Volunteer coordination and outreach
- Drafting Wikitech contributors, a proposal to attract technical volunteers and connect them with interesting people and activities in a single site: wikitech.wikimedia.org. Helping define the proposal for distribution of content between Wikitech and mediawiki.org.
- (Re)defining factors for measuring success in QA activities.
- QA weekly goals: supporting and promoting our first browser automation activity: Browser automation testing for Wikipedia Search. Also the general MediaWiki reports Bug Triage and the LiquidThreads Bug Triage.
- San Francisco meetups: organized Lua meets Wikipedia meetup.
- Helping the Security for developers training meeting and creating a wiki page to be recycled for future editions.
- Drafting criteria to become an official Wikimedia mobile app in sync with Mobile Programs & Engineering teams.

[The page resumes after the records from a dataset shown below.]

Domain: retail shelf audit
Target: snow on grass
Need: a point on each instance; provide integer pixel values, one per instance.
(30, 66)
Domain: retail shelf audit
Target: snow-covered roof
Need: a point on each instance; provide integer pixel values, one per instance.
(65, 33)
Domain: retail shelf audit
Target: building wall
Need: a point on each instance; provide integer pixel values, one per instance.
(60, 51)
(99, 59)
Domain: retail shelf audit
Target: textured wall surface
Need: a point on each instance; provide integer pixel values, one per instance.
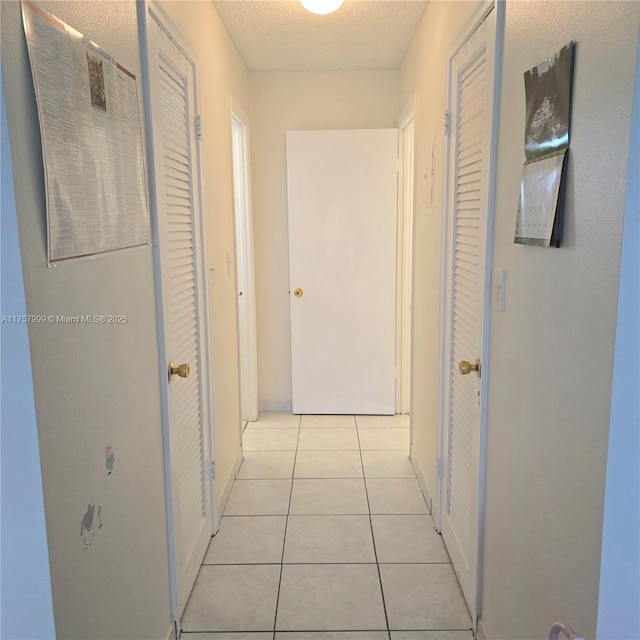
(424, 73)
(552, 349)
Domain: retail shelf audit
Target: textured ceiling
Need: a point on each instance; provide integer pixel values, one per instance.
(281, 35)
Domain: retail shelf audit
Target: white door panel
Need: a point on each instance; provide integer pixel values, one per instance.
(342, 249)
(469, 169)
(171, 80)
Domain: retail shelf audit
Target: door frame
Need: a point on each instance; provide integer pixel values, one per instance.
(404, 267)
(445, 285)
(245, 270)
(152, 10)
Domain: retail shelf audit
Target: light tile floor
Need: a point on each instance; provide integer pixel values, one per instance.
(326, 536)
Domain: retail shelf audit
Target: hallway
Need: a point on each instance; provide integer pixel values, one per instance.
(326, 529)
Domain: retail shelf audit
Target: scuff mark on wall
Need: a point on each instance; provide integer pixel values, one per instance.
(86, 529)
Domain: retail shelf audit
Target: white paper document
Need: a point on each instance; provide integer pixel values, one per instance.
(538, 202)
(91, 141)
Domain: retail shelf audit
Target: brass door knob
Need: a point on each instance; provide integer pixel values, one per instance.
(180, 370)
(467, 367)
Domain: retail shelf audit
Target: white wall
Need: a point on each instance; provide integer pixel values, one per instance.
(282, 101)
(95, 386)
(221, 74)
(618, 615)
(552, 349)
(27, 608)
(424, 72)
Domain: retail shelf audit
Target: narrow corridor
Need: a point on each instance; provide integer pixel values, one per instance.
(326, 530)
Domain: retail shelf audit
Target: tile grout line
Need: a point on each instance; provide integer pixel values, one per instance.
(373, 539)
(286, 526)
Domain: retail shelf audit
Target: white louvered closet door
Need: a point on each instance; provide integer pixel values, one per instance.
(472, 90)
(176, 175)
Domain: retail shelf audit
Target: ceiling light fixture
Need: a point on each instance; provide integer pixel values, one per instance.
(322, 7)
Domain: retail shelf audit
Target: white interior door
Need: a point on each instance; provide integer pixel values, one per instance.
(342, 250)
(247, 332)
(468, 197)
(176, 177)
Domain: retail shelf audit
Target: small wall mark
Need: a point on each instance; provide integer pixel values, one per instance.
(86, 529)
(108, 452)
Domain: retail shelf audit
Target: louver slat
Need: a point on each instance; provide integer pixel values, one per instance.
(181, 312)
(468, 193)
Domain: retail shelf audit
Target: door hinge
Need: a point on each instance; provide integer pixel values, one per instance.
(447, 123)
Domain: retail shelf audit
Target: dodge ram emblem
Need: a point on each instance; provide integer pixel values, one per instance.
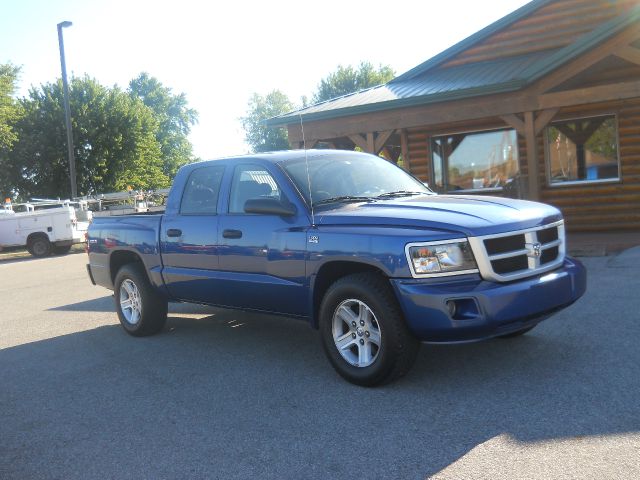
(534, 250)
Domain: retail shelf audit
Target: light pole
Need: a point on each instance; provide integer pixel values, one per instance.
(67, 110)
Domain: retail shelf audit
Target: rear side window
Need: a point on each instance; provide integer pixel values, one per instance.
(200, 195)
(250, 181)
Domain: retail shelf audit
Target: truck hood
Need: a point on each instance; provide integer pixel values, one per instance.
(471, 215)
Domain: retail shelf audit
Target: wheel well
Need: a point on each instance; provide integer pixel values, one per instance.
(33, 236)
(331, 272)
(119, 259)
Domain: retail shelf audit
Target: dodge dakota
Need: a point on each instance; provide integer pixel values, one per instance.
(347, 241)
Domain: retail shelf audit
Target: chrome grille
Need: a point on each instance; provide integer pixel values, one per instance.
(513, 255)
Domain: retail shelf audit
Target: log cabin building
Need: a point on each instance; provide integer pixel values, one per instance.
(543, 104)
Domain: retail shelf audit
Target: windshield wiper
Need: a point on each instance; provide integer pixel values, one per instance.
(400, 193)
(344, 198)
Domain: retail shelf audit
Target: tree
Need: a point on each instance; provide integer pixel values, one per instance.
(341, 82)
(9, 107)
(10, 112)
(260, 137)
(174, 117)
(347, 80)
(114, 137)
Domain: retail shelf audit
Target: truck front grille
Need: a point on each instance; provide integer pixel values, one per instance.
(514, 255)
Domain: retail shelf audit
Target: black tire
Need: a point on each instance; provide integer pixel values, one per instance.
(152, 306)
(517, 333)
(62, 250)
(39, 246)
(397, 349)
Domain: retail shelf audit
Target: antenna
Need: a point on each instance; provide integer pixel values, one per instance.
(306, 161)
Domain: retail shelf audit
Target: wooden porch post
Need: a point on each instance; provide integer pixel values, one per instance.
(532, 156)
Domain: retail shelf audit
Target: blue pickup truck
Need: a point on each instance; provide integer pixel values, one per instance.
(354, 245)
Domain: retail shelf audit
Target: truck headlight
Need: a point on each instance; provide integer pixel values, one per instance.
(441, 258)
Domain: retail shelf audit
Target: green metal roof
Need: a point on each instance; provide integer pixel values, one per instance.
(431, 83)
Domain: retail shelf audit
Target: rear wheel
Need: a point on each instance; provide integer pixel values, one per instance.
(39, 246)
(363, 331)
(141, 309)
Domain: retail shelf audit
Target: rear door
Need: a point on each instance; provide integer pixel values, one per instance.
(188, 238)
(262, 256)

The Kiwix project is funded and executed by Wikimedia CH.
- Work on the 0.rc3 release of Kiwix is ongoing, mostly consisting of bug fixing and a few UI improvements. The release date is in around one month. For the first time, a ZIM file of Wikisource (in French) was done, within the scope of the Afripedia project.

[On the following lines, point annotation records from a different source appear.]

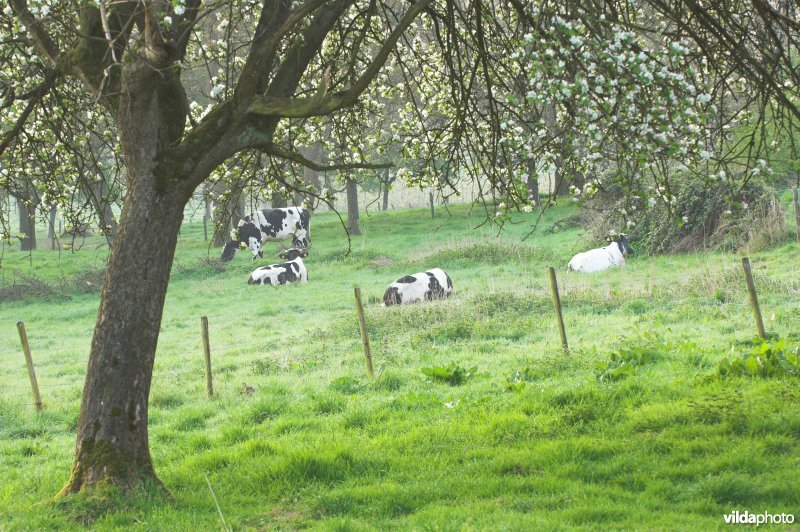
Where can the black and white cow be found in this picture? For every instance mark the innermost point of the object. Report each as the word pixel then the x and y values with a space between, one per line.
pixel 287 272
pixel 599 259
pixel 270 225
pixel 423 286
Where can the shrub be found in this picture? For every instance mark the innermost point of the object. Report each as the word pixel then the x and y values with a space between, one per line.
pixel 453 375
pixel 702 216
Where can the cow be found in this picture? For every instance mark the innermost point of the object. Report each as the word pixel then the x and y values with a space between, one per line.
pixel 287 272
pixel 599 259
pixel 423 286
pixel 270 225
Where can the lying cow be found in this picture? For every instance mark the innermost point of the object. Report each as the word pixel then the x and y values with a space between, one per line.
pixel 599 259
pixel 270 225
pixel 288 272
pixel 423 286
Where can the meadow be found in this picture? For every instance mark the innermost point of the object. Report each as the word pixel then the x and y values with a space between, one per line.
pixel 632 427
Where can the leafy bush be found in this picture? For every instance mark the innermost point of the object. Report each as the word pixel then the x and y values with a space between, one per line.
pixel 623 364
pixel 702 216
pixel 452 374
pixel 765 359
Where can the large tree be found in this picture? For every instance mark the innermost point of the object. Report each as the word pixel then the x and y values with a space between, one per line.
pixel 289 65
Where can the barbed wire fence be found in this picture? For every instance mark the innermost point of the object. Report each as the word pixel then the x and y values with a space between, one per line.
pixel 569 295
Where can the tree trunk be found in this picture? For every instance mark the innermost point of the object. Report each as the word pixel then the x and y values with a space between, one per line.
pixel 277 201
pixel 112 442
pixel 27 224
pixel 227 216
pixel 51 226
pixel 310 176
pixel 99 194
pixel 352 207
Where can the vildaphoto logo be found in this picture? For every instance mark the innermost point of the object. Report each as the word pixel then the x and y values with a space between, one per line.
pixel 746 518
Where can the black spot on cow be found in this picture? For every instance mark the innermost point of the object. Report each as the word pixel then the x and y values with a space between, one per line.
pixel 287 275
pixel 435 290
pixel 392 296
pixel 247 231
pixel 230 250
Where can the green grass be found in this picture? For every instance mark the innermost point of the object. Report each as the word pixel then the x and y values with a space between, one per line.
pixel 533 439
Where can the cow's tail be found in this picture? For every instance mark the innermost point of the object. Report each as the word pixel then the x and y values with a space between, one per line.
pixel 391 296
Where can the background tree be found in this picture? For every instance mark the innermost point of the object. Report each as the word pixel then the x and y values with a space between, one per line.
pixel 616 95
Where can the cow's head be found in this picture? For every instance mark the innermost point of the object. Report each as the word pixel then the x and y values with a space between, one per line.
pixel 293 253
pixel 622 242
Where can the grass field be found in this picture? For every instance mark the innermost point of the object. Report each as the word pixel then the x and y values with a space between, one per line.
pixel 633 428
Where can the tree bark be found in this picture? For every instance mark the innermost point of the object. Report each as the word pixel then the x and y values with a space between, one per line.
pixel 352 207
pixel 51 226
pixel 112 443
pixel 533 183
pixel 112 430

The Wikidata project is funded and executed by Wikimedia Deutschland.
- Denny Vrandečić and Lydia Pintscher gave a short update on Wikidata's status at the metrics and activities meeting. A more detailed analysis can be found in our blog post. In addition, Wikidata phase 1 (language links) has been activated on the remaining 282 Wikipedias. This means that all Wikipedias now get their language links from Wikidata. Not too long after that, phase 2 (infoboxes) was activated on the first 11 Wikipedias. They can now make use of shared structured data from Wikidata in their articles. On Wikidata itself we introduced a new data type (
string
), extended references in statements (they can now have multiple values), and improved the search box.
- We have written down how we envision queries on Wikidata and would appreciate your feedback.
- As a nice demonstration of the potential of Wikidata we've seen two new projects this month: Wiri and a tree of life.
Future
edit- The engineering management team continues to update the Deployments page weekly, providing up-to-date information on the upcoming deployments to Wikimedia sites, as well as the engineering roadmap, listing ongoing and future Wikimedia engineering efforts.